Media reports have been swirling around the biggest banks as of late, as mortgage activity slows, trading revenue drops, and legal hassles continue to embroil the likes of JPMorgan Chase (JPM 0.28%), Bank of America (BAC -1.57%), Citigroup, and Wells Fargo (WFC -1.01%). The underscored message to investors seems to be: Don't expect much from big banks' third quarter earnings this year. Of the four, analysts have slashed the earnings expectations for Bank of America the most since early July, cutting their outlook of the bank's third-quarter earnings by 27%.

Now that JPMorgan and Wells have announced earnings, investors have a better idea of how badly these problems have affected the bottom line of each of those banks, and they can also get some insight into how Bank of America will fare in each of the three aforementioned categories when it releases its own third-quarter report on Wednesday.

1. Mortgage activity
The lack of mortgage refinancings and originations left its mark on Wells, not unexpected since the bank is the industry leader in that business. Mortgage-related income dropped 43% from the linked quarter, and originations fell from $112 billion in the previous quarter to just $80 billion.

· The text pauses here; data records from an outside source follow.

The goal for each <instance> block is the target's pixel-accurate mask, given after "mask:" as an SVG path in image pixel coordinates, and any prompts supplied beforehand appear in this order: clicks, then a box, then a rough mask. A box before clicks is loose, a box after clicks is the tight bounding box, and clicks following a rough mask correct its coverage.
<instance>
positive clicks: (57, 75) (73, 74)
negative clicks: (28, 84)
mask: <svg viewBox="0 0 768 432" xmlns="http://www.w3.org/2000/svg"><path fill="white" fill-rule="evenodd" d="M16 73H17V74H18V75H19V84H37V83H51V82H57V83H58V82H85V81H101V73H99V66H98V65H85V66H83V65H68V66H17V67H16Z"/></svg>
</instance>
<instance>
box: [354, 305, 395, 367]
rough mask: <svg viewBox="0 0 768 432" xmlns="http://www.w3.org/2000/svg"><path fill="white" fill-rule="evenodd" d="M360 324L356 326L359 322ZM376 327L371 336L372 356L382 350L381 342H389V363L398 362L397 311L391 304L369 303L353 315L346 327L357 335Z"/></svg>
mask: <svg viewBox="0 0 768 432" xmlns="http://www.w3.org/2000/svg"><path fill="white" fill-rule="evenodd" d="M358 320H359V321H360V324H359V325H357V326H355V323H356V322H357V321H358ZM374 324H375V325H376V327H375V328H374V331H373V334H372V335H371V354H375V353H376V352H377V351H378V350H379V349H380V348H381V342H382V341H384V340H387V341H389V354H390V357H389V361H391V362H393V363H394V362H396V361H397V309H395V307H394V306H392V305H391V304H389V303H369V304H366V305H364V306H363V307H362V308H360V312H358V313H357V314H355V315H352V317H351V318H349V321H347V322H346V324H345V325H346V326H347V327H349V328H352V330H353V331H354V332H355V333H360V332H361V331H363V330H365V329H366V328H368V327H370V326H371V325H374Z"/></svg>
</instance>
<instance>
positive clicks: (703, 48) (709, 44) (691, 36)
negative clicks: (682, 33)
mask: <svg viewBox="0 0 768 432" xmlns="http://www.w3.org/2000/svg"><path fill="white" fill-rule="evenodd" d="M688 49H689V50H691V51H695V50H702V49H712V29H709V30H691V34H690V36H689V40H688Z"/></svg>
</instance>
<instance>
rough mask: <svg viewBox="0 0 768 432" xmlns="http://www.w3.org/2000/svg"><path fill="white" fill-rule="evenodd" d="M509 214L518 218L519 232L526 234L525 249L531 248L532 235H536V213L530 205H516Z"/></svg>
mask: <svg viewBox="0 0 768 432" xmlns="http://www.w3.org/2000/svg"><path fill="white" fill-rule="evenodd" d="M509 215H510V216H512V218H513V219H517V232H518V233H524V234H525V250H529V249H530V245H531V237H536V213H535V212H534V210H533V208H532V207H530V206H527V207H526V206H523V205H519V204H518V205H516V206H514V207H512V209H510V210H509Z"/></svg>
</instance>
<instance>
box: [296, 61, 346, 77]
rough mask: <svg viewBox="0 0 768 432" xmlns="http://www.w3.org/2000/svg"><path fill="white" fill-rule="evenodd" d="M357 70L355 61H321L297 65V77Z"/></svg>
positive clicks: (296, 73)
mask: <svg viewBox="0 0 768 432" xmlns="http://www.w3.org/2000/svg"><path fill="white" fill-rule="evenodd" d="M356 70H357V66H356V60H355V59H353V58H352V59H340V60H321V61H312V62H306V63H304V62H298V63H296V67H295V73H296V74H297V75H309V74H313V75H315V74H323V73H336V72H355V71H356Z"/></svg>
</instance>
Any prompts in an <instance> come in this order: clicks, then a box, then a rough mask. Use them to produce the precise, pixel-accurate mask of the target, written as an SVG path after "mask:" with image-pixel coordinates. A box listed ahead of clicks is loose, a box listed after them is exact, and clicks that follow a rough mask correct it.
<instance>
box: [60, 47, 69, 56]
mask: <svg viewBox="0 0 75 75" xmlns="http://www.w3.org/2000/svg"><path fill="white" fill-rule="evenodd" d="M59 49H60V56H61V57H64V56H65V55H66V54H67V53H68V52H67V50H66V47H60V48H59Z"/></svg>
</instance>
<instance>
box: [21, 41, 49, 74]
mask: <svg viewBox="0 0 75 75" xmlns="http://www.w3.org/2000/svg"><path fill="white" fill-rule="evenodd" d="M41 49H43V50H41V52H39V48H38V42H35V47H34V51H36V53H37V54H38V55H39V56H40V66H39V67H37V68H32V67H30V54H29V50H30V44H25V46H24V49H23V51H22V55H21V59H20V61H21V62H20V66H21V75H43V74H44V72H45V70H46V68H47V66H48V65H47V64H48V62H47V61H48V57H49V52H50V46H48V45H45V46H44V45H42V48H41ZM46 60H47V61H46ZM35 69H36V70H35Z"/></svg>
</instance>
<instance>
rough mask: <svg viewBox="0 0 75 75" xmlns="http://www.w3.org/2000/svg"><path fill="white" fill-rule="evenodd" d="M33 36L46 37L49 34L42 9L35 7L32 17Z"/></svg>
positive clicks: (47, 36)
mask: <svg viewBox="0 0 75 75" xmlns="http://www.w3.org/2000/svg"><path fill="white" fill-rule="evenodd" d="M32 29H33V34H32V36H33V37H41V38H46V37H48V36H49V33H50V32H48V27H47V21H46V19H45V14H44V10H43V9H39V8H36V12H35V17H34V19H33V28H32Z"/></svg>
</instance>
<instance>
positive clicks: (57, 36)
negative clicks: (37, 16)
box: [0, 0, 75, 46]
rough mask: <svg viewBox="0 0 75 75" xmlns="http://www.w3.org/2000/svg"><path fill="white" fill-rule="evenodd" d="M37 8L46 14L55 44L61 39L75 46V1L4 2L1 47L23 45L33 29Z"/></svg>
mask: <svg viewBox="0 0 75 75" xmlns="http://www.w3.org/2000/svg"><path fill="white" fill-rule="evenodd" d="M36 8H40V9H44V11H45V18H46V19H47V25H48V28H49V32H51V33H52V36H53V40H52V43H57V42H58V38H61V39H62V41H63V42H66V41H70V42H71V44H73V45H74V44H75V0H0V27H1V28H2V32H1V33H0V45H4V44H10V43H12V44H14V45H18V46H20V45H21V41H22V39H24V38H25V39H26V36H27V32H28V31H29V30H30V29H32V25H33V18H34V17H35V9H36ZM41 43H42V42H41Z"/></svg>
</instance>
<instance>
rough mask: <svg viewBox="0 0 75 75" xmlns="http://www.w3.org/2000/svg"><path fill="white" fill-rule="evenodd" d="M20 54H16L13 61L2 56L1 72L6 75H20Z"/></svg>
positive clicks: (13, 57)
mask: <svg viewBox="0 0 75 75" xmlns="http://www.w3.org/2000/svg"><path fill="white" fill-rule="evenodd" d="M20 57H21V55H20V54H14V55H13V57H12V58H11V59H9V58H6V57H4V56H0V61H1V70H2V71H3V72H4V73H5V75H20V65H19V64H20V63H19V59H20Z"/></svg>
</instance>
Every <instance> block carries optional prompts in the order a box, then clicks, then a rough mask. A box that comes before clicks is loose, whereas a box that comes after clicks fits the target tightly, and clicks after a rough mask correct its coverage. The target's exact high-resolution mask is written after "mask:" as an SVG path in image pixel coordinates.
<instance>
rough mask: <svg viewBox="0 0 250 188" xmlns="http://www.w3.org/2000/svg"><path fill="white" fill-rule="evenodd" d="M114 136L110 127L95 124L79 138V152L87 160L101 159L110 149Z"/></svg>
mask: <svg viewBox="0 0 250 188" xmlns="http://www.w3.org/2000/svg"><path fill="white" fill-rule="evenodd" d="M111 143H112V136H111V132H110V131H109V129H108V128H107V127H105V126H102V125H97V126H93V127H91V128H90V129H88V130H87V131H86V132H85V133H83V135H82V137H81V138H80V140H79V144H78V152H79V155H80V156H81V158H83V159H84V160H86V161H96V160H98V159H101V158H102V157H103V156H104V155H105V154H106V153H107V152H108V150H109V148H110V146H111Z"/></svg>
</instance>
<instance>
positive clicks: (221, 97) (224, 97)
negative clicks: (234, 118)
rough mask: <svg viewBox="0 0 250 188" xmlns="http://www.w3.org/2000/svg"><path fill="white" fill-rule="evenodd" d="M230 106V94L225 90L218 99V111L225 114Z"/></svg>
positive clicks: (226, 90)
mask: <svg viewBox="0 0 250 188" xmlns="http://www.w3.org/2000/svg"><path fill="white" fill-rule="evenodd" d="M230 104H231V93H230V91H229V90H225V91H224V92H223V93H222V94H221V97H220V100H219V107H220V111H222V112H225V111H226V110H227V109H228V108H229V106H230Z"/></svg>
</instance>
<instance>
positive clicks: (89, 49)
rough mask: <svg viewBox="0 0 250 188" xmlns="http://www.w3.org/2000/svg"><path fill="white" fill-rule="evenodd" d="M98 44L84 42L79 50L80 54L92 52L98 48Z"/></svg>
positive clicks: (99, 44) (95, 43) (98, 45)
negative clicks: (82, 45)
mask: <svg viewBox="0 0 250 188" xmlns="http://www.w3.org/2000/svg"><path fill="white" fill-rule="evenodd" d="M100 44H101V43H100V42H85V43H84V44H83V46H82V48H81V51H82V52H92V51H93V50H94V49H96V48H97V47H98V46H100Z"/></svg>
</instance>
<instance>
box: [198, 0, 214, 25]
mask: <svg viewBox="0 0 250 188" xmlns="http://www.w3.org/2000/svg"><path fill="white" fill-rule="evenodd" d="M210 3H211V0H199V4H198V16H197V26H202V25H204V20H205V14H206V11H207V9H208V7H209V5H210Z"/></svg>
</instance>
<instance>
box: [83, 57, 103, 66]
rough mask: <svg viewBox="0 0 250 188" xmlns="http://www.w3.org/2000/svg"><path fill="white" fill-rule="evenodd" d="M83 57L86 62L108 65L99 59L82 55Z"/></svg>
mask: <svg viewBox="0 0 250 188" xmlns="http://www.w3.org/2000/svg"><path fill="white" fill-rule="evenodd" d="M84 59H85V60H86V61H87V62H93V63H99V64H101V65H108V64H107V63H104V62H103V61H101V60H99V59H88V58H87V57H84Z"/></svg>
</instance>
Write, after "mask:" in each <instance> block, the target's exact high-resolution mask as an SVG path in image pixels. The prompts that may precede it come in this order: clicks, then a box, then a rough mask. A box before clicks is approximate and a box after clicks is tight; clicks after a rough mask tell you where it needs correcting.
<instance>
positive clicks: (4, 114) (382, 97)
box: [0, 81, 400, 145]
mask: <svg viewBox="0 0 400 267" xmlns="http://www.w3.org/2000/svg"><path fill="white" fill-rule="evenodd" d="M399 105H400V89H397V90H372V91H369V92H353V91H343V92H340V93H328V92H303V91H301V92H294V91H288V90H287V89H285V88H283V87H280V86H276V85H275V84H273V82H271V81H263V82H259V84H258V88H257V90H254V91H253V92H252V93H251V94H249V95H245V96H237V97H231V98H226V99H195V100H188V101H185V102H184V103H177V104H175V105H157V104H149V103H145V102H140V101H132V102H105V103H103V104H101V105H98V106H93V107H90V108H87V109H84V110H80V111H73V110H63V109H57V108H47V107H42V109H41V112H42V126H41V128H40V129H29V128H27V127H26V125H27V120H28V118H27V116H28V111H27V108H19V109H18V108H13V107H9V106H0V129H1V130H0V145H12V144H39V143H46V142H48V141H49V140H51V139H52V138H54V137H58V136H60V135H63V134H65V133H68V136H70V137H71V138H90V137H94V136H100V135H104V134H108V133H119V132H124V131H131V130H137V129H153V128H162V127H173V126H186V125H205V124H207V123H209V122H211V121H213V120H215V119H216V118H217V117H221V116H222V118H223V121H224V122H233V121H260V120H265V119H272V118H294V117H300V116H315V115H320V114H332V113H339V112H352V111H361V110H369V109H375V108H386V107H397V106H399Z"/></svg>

JPMorgan also saw decreases in its mortgage banking section, with net revenue of of $2 billion compared with the linked quarter's $3.1 billion. Noninterest revenue was much lower, too: $877 million for Q3, compared with the second quarter's $1.9 billion.

There's a good chance that Bank of America will suffer from the mortgage downturn, too, but the damage could be less than investors expect. Despite having myriad problems associated with its mortgage business since the financial crisis, B of A has worked hard to increase their market share. At a recent conference, the bank noted that it has grown its presence to an estimated 5.2% of the market, compared with 4.1% just a year ago. Much of this is due to its heightened emphasis on cross-selling, a skill that the bank seems to be sharpening.

2. Trading revenue
Trading revenue doesn't loom large in Wells Fargo's world, but is a bigger part of the picture for JPMorgan and B of A. JPMorgan noted a decrease in fixed-income and equities revenue of $4.6 billion, down from the second quarter's $5.4 billion. That revenue number includes income from the bank's commodities section, which is not teased out from the fixed-income sector -- and is being sold by JPMorgan as it exits the physical commodities business.

Bank of America reported its cumulative trading revenue in the second quarter as $3.5 billion, and it's likely that it will also suffer some reduction in that sector, though probably not as large as JPMorgan's. Analysts had previously cut net income expectations by a mere $128 million for B of A, compared with an anticipated decrease of $526 million for JPMorgan, based on a predicted drop in trading activity.

3. Legal costs
This is the biggie this time around, and so far JPMorgan has taken a beating for its mounting legal bills. In the bank's third-quarter conference call, CFO Marianne Lake admitted that even the bank's management was caught off guard by the $9.2 billion legal tab. She noted that the bank currently has about $23 billion in its reserve account.

For once, Bank of America's legal morass may command less attention because of JPMorgan's high litigation expenses, but investors shouldn't rest easy just yet. B of A has a number of legal issues still simmering, namely its ongoing litigation regarding a 2011 settlement of $8.5 billion with 22 institutional investors over disintegrating mortgage bonds -- which could end up costing the bank much more than the original amount if the settlement is overturned.

Recently, another previously settled case was reopened. The Federal Deposit Insurance Corporation has objected to a $500 million settlement B of A reached earlier this year with a number of pension funds. This settlement, which the bank has hoped would take care of 80% of claims against Countrywide mortgage-bond products, is getting another look because of the FDIC's claim that there was a conflict of interest by a number of the plaintiffs involved in the negotiations.

Along with its peers, Bank of America also faces a slew of losses regarding Federal Housing Administration-backed mortgages that may not be covered by the FHA if any underwriting flaws are discovered. According to American Banker, banks haven't been holding reserves against these loans and could lose big time if the mortgages went into foreclosure. Not surprisingly, B of A holds the lion's share of these loans, which could present another sticky legal problem for the bank -- and its investors -- in the near future.